Martini-Apotheke, Kupferstich von Johann Georg Beck, 1717. Foto: Stadtarchiv

Der Eiermarkt gehört zu den ältesten Siedlungsbereichen in der Innenstadt Braunschweigs. Dort steht die Jakobskapelle, die man bis in die Zeit um 1900 als ältestes Bauwerk der Löwenstadt ansprach: An der Kapelle soll sich eine Inschrift aus dem Jahr 861 befunden haben. So feierte man 1861 ein großes 1000-jähriges Stadtjubiläum. Heute wird das als Fehlinterpretation angesehen. Deswegen wird 2031 groß gefeiert, wenn sich die erste urkundliche Erwähnung Braunschweigs zum 1000sten Mal jährt. Grabungen in der Jakobsapelle und auf dem Gelände des heutigen Amtsgerichts haben in den 1970er und 1990er Jahren immerhin Fundamente und Siedlungsspuren aus dem 11. Jahrhundert identifizieren können.

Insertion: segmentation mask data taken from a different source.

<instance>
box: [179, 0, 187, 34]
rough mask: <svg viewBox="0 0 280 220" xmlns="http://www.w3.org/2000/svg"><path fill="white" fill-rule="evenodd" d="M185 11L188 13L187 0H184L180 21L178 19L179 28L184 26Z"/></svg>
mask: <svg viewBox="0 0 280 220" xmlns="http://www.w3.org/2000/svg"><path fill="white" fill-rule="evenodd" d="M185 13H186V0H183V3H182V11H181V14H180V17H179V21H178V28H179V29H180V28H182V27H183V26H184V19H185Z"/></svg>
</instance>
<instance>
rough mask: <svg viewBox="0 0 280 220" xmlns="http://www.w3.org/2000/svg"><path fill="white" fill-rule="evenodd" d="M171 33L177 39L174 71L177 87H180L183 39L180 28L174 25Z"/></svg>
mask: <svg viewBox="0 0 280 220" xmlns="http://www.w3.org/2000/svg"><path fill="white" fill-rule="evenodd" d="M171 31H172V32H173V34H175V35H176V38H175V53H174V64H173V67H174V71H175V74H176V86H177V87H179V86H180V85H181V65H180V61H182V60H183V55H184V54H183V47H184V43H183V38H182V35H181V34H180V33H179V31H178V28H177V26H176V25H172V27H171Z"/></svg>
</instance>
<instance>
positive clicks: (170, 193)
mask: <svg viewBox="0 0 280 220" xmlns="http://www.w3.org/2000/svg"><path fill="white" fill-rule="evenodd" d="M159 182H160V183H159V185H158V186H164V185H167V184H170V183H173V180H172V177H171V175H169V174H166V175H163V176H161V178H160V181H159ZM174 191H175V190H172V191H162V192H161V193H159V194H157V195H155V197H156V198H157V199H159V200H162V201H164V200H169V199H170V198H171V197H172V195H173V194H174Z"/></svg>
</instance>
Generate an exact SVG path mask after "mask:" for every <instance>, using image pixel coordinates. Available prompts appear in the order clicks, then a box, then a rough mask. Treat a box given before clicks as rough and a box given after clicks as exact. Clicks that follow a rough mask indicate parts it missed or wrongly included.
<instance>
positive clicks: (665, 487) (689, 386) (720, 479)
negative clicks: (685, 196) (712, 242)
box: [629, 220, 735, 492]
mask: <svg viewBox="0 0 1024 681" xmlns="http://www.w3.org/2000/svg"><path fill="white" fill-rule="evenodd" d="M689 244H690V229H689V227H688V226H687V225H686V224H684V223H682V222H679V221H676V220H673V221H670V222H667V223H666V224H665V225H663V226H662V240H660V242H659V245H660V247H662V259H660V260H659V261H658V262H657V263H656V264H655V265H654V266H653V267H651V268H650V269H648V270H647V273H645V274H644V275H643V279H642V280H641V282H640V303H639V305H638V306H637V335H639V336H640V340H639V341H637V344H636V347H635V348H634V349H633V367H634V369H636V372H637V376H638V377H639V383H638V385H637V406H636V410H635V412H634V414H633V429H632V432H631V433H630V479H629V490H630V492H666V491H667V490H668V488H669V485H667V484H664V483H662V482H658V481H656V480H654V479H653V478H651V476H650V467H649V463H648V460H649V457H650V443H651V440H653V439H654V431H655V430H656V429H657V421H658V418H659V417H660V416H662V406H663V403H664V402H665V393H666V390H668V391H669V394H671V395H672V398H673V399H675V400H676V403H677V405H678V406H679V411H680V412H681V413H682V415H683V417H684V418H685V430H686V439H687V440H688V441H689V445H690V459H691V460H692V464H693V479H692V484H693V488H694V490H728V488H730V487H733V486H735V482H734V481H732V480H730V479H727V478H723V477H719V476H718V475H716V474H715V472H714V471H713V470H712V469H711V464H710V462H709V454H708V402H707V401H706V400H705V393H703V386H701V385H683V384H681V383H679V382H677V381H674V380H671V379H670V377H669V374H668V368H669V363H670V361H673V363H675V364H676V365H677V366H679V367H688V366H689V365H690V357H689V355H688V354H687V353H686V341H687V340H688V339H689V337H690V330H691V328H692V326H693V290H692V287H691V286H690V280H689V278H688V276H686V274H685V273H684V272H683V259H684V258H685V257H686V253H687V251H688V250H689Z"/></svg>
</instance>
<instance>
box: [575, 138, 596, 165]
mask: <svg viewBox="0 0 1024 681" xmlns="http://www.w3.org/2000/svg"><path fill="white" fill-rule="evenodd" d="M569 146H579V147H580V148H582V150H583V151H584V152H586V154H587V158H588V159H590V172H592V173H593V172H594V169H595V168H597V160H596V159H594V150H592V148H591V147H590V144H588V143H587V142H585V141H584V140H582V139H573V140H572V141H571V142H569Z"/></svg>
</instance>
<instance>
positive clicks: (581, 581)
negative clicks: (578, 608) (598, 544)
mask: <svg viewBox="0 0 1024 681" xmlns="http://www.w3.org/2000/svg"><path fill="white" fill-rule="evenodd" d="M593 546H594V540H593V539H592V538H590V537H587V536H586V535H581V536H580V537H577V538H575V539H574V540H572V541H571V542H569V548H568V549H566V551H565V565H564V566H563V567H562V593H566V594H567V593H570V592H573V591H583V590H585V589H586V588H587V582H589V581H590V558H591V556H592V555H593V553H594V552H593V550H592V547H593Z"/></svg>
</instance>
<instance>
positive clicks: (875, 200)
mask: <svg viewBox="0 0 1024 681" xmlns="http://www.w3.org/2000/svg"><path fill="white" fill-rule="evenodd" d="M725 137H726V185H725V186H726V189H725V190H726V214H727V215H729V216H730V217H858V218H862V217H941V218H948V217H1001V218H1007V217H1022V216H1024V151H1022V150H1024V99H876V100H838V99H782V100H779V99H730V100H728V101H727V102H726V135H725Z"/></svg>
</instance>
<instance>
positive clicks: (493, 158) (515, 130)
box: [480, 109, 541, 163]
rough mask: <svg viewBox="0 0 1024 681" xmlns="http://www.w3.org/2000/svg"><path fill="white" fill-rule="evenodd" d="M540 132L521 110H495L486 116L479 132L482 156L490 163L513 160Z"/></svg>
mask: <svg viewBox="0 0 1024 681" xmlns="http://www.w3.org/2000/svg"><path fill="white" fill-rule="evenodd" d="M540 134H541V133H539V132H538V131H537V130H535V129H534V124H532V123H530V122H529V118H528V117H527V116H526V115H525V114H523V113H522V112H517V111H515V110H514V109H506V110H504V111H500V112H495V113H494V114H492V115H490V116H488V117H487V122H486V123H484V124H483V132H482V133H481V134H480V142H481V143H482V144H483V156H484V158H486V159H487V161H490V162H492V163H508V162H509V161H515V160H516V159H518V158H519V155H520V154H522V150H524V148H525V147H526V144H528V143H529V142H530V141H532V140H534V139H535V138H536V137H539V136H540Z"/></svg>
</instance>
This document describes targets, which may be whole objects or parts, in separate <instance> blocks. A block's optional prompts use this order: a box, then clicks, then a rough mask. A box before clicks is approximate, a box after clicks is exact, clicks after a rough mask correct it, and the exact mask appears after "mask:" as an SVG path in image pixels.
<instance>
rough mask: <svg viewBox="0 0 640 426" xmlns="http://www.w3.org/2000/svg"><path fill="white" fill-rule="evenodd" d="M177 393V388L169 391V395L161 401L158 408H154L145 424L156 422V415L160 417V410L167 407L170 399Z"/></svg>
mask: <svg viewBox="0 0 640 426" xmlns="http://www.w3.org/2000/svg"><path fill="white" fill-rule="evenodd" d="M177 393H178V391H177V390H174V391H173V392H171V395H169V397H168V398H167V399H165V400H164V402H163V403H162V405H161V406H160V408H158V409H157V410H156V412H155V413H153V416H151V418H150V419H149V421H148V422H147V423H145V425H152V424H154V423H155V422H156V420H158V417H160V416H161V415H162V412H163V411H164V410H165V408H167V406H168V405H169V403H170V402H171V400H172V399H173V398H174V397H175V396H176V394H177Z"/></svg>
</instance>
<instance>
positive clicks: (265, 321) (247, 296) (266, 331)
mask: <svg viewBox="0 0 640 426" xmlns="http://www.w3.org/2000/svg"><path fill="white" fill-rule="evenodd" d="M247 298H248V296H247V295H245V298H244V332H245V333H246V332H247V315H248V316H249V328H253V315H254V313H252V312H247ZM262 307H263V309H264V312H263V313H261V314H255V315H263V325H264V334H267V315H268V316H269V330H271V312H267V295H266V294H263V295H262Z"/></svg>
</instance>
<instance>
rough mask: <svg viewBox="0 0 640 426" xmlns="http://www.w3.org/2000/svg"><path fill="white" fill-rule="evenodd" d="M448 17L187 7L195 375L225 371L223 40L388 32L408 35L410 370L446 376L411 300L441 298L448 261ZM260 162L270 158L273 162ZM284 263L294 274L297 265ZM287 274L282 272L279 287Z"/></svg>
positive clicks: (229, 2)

Martini-Apotheke, Kupferstich von Anton August Beck, 1778. Foto: Stadtarchiv

Als Verbindung zwischen Altstadtmarkt und Steinstraße gehörte der Eiermarkt in der mittelalterlichen Stadt zu den bevorzugten Adressen vermögender und einflussreicher Bürger. An der Ecke Eiermarkt/Garküche entstand bereits 1330 die Martini-Apotheke. Mit einer Darstellung dem Jahr 1717 ist ihre seinerzeit noch auf das Spätmittelalter (1476 und 1552) zurückgehende Gestalt überliefert. Hinter der Kapelle lag an der Jakobstraße ein großer Patrizierwohnsitz, von dem noch heute die Jakob-Kemenate zeugt.

Staat als Bauherr

Nach der Unterwerfung der Stadt durch Herzog Rudolf August von Braunschweig-Wolfenbüttel im Jahr 1671 erhielten einige Straßenzüge und Plätze ein neues Gepräge durch Bauten des Barocks und Rokokos. Neben alteingesessenen Kaufleuten traten nun auch der absolutistische Staat und seine Hofbeamten als Bauherren in Erscheinung. Die Erneuerung der mittelalterlichen Stadt mit modernen Bauwerken, die der zeitgenössischen Architekturlehre entsprachen, war ein wichtiges Anliegen der fürstlichen Landesherren.

Standort der ehemaligen Martiniapotheke heute. Foto: Arnhold

So wurde die einstige Martini-Apotheke 1750 von der landesherrlichen Regierung erworben und an Stelle des spätgotischen Hauses im Jahr 1777 ein stattlicher Neubau errichtet (Eiermarkt 1). Bauherr war der privilegierte Ober-Apotheker Johann Friedrich Reichmann. Das Bauwerk wirkte mit seinen durch Giebel hervorgehobenen Achsen in der Mitte und an den Fassadenenden wie ein zeitgenössisches Palais. Erst auf den zweiten Blick wurde sichtbar, dass die beiden Obergeschosse in Fachwerk gezimmert waren.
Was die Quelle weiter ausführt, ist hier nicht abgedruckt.